Tout le monde connaît le panda géant ou l’hirondelle, nous possédons de nombreuses connaissances sur leurs lieux de vie, leurs habitudes. En revanche, personne ou presque n’a entendu parler de l’ombonie épineuse (en photo ci-dessus) ou encore de l'Augocoris gomesii.
C’est cela le biais taxonomique : le fait que certaines espèces (animales ou végétales) soient particulièrement bien connues des scientifiques (et du grand public), que nous disposions de nombreuses données sur leurs aires de répartition, leurs modes de vie, leurs comportements alors que d’autres organismes nous sont totalement inconnus.

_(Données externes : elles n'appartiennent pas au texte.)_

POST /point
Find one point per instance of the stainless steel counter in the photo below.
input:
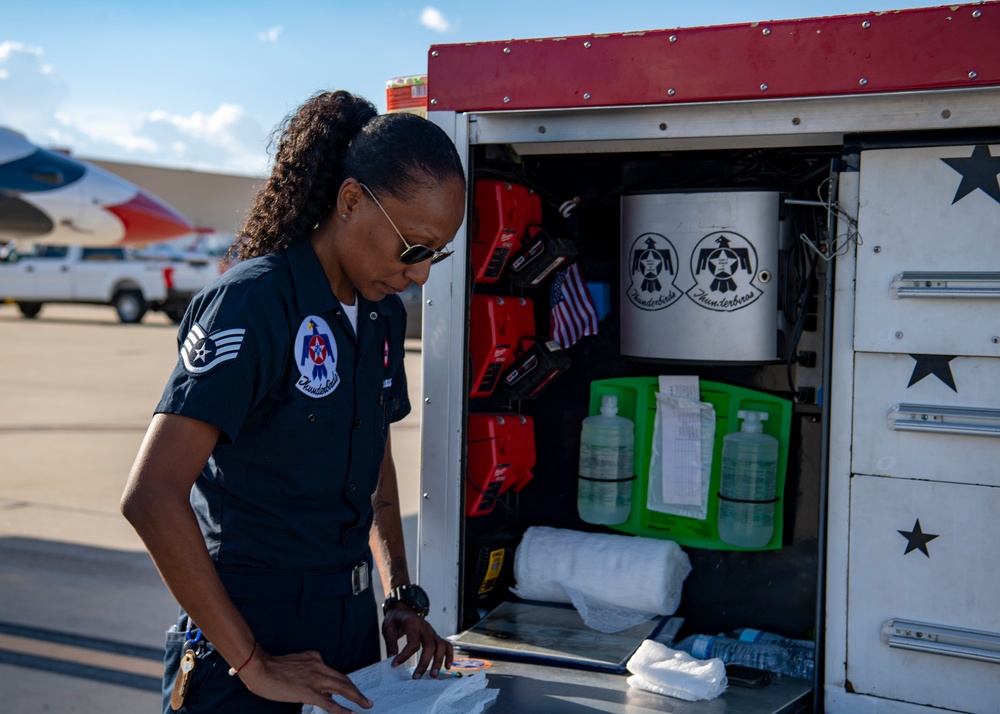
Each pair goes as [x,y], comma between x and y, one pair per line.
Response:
[534,688]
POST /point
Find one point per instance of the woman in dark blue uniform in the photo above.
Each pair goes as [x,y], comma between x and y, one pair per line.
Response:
[265,482]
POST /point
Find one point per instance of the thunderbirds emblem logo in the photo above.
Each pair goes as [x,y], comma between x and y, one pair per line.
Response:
[316,358]
[724,265]
[652,269]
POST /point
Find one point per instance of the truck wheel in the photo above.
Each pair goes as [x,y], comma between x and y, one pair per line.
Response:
[130,306]
[30,309]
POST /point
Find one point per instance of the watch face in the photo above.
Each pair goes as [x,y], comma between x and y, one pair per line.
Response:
[415,597]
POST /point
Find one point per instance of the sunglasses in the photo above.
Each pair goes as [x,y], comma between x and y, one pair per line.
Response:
[412,254]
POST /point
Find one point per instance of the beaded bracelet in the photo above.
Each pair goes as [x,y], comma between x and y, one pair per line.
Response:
[236,670]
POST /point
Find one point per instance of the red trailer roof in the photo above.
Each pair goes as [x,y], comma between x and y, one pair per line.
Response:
[925,48]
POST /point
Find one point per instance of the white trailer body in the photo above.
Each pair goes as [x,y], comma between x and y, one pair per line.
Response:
[891,524]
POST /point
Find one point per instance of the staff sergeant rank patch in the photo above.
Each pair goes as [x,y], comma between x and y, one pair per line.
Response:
[316,358]
[201,353]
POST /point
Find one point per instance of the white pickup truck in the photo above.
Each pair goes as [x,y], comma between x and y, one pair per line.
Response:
[105,276]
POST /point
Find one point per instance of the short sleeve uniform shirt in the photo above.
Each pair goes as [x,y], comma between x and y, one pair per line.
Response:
[304,404]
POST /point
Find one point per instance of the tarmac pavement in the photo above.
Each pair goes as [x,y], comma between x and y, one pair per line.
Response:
[82,609]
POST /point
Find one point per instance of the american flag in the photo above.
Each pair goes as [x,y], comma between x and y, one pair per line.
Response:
[573,312]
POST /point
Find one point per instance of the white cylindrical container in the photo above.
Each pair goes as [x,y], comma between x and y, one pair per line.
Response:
[748,484]
[699,276]
[604,493]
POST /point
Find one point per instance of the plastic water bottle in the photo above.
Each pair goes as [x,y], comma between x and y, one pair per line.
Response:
[749,634]
[604,494]
[747,492]
[774,657]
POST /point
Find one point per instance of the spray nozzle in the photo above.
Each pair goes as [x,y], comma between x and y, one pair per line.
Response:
[752,421]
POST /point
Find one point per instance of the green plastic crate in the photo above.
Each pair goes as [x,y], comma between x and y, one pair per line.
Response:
[637,401]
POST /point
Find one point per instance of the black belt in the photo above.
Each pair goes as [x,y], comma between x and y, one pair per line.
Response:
[305,586]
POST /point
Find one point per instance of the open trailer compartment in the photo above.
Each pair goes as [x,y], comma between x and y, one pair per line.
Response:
[809,246]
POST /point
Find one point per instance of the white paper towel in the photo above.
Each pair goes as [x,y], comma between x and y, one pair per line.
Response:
[614,581]
[657,668]
[394,691]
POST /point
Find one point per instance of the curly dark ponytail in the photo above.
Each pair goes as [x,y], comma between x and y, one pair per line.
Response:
[306,172]
[333,136]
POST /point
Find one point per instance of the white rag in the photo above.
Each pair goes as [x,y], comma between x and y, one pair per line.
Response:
[614,581]
[394,691]
[657,668]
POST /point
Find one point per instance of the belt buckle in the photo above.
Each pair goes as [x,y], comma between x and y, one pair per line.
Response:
[360,579]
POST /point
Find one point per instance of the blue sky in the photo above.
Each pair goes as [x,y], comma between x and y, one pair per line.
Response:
[200,84]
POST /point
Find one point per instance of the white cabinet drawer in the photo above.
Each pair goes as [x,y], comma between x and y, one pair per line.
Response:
[927,416]
[928,277]
[945,579]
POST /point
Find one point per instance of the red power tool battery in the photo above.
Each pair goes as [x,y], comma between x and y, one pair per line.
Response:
[501,456]
[497,324]
[501,214]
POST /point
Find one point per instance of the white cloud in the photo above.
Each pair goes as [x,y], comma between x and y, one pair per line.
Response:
[30,91]
[270,34]
[432,18]
[34,100]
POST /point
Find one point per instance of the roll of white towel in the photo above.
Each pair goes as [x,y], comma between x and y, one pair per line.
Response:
[615,581]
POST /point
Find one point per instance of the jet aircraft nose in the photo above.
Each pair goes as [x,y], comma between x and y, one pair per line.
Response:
[147,219]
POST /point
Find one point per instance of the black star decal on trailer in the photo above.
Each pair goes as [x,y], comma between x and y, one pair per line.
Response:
[938,365]
[978,171]
[917,539]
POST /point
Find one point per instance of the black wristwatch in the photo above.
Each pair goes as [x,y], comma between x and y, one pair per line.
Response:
[411,595]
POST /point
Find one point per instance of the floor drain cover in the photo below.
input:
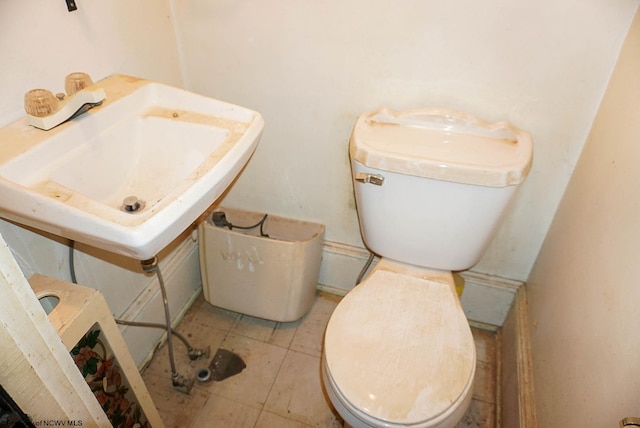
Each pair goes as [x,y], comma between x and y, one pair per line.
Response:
[225,364]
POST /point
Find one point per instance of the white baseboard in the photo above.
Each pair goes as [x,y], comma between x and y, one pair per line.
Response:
[486,299]
[181,275]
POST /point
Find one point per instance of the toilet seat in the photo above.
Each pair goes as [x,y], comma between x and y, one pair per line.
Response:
[399,350]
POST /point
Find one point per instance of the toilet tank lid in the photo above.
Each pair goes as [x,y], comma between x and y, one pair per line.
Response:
[444,145]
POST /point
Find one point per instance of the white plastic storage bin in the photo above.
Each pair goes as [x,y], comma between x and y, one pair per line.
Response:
[270,277]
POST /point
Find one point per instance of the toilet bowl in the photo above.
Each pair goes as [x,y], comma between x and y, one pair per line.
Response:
[431,188]
[398,351]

Pourquoi ce biais taxonomique existe-t-il ?
Les causes de ce biais peuvent être multiples :
- Certaines espèces sont proches de nous, comme l’hirondelle qui fait son nid à proximité de nos habitations. Il est donc naturel que nous en sachions plus sur elle que sur une punaise vivant au cœur de la forêt amazonienne.
- D’autres sont des espèces patrimoniales ou emblématiques comme le panda et font de l'ombre à d'autres espèces par l'attachement qu'elles provoquent auprès du grand public.
- Certaines espèces sont particulièrement discrètes ou ont un cycle de vie très court, ce qui rend très difficile leur observation.
Qui n'aurait pas envie d'étudier le panda géant ?
Mais il existe également un effet dit « sociétal » qui pourrait en partie expliquer l’existence de ce biais. En effet, une étude (Troudet et al., 2017) a récemment montré que les données étaient plus nombreuses pour les organismes particulièrement appréciés des populations. Ainsi, un plus grand nombre de recherche est mené sur des espèces ou des groupes d’espèces ayant une bonne image auprès du grand public et des scientifiques, au détriment d’espèces moins « glamour » mais tout aussi utiles pour les écosystèmes.
Par exemple, la moitié des données que l’on peut trouver sur le Global Biodiversity Information Facility concerne les oiseaux alors que ce groupe ne compte que 13 000 espèces. Au contraire, les insectes qui représentent 70% du règne animal (350 000 espèces) ne représentent que 15% des données.
Quelles peuvent être les conséquences ?
Connaître une espèce et ses exigences écologiques est un prérequis essentiel afin de les protéger. Notre méconnaissance de certains organismes peut donc nous inciter à faire des mauvais choix en termes de programme de protection ou de politique d’aménagement des territoires.
En nous désintéressant de certaines espèces, nous passons également à coté de certaines de leurs qualités insoupçonnées. Par exemple, pendant de nombreuses années, nous avons négligé d’étudier les couleuvres (qui représentent pourtant environ 2000 espèces) car ne possédant pas de crochets venimeux, ces animaux étaient inoffensifs pour l’Homme. Ce n’est que très récemment, que nous avons commencé à prendre conscience de leurs potentiels pour la médecine. En effet, les molécules présentes dans ces venins pourraient permettre de créer une nouvelle gamme d’anticoagulant, d’analgésique et pourquoi pas de produit anti-cancéreux.
Comment corriger ce biais ?
Une fois le biais et ses causes identifiés, on peut les corriger.
Tout d’abord, en approfondissant les recherches sur les groupes d’espèces sous-étudiées telles que les insectes ou les reptiles. C’est le rôle des scientifiques mais également des citoyens !
En rejoignant un programme de sciences participatives tel que SPIPOLL, Un Dragon ! Dans mon Jardin ? ou encore Insectes et Ciel Etoilé, vous pouvez contribuer à une meilleure connaissance (et reconnaissance) de ces oubliés de la biodiversité.